BBC bosses and Government ministers are holding urgent talks about ways of supporting over-75 TV licence holders, who recently became eligible to pay the annual fee.
The BBC recently reneged on its charter commitment to retain the universal concessionary over-75 TV licence. From 1st August 2020 the only over-75 households eligible to the concession are those in receipt of Pension Credit.
Around 3.7 million over-75 households, who would have been eligible for the concession before August 2020, are now expected to pay in full and the BBC has hired additional muscle to make sure they do.
Pensioners are livid at the changing goalposts and according to reports more than 700,000 households have simply refused to pay, leaving the BBC - who, as we all know, can barely afford a pot to piss in - with a funding black hole of £120 million.
If opposition remains at current levels, the BBC's losses will be even greater after the hike in the TV licence fee on 1st April 2021.
Speaking in the House of Lords earlier this week, Baroness Stedman-Scott, Minister for Work and Pensions, said: "We have written to the BBC.

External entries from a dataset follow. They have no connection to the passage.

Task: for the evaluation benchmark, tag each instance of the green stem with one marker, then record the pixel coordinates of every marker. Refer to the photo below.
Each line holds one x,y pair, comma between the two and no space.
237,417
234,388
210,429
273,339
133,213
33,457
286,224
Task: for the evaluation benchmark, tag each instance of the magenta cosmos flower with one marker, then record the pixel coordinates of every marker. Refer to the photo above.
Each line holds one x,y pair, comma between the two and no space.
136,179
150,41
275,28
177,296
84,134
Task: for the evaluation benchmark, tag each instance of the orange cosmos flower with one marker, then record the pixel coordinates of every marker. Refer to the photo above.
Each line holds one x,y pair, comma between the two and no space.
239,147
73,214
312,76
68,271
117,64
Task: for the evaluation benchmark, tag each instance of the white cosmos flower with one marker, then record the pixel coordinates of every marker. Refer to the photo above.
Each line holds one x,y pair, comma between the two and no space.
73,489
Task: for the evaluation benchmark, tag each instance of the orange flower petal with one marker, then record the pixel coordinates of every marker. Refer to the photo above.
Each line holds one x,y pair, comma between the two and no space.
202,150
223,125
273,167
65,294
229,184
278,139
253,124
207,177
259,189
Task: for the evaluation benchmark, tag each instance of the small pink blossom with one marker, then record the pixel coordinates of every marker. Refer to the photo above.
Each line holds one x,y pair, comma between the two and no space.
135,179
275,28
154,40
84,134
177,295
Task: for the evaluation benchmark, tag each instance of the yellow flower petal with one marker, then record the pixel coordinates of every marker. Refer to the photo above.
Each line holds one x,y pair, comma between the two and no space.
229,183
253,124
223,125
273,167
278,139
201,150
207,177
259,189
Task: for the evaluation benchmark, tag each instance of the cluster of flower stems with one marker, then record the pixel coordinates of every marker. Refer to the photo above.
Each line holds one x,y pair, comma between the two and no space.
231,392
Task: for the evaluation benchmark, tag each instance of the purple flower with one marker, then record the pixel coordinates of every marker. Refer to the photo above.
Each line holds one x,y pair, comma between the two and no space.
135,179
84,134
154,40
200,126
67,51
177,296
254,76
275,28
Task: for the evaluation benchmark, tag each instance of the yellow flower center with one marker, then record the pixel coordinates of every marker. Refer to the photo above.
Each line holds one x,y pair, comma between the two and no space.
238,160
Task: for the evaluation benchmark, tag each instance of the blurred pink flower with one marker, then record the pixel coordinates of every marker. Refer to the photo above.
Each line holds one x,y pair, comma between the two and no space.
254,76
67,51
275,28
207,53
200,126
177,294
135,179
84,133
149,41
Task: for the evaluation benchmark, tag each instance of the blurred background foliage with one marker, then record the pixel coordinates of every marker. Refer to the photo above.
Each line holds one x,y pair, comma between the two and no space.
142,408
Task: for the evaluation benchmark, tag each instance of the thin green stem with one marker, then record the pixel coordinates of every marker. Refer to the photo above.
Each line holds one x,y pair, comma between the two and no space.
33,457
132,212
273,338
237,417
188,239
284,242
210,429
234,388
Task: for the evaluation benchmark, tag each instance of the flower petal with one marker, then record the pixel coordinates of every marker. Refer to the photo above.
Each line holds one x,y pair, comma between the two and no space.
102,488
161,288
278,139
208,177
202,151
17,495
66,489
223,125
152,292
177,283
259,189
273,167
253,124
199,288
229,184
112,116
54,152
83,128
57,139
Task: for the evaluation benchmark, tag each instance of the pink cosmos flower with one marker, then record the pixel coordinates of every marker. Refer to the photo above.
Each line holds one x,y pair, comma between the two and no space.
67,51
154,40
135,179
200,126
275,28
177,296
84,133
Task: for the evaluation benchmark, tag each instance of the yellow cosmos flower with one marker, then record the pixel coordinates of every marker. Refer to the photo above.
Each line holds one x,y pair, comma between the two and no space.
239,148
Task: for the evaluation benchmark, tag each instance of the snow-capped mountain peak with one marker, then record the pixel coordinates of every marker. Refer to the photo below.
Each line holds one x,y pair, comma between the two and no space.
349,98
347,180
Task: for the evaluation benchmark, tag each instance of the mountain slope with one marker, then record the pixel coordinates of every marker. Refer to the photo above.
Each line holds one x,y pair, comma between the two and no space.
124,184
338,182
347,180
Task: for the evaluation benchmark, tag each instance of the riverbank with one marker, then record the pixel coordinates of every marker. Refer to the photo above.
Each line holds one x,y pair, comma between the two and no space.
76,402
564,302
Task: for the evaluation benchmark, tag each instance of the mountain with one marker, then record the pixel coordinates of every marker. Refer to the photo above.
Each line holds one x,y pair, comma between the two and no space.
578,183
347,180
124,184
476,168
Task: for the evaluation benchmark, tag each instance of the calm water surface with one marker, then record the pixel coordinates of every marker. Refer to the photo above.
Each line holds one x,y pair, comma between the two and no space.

"Officials have had a meeting with its representatives and we are awaiting the outcome of that meeting.
"As I say, this is a work in progress."
Addressing the Minister, Baron Foulkes of Cumnock, Labour co-chairman of the All-Party Parliamentary Group for Ageing and Older People, said: "The Minister will recall that many of us were concerned about the loss of free TV licences for those aged over 75, which broke a Conservative manifesto promise.
"Now only those on Pension Credit get free TV licences."
He clearly doesn't realise that it was the BBC that did the dirty on pensioners by defying the Government's expectations.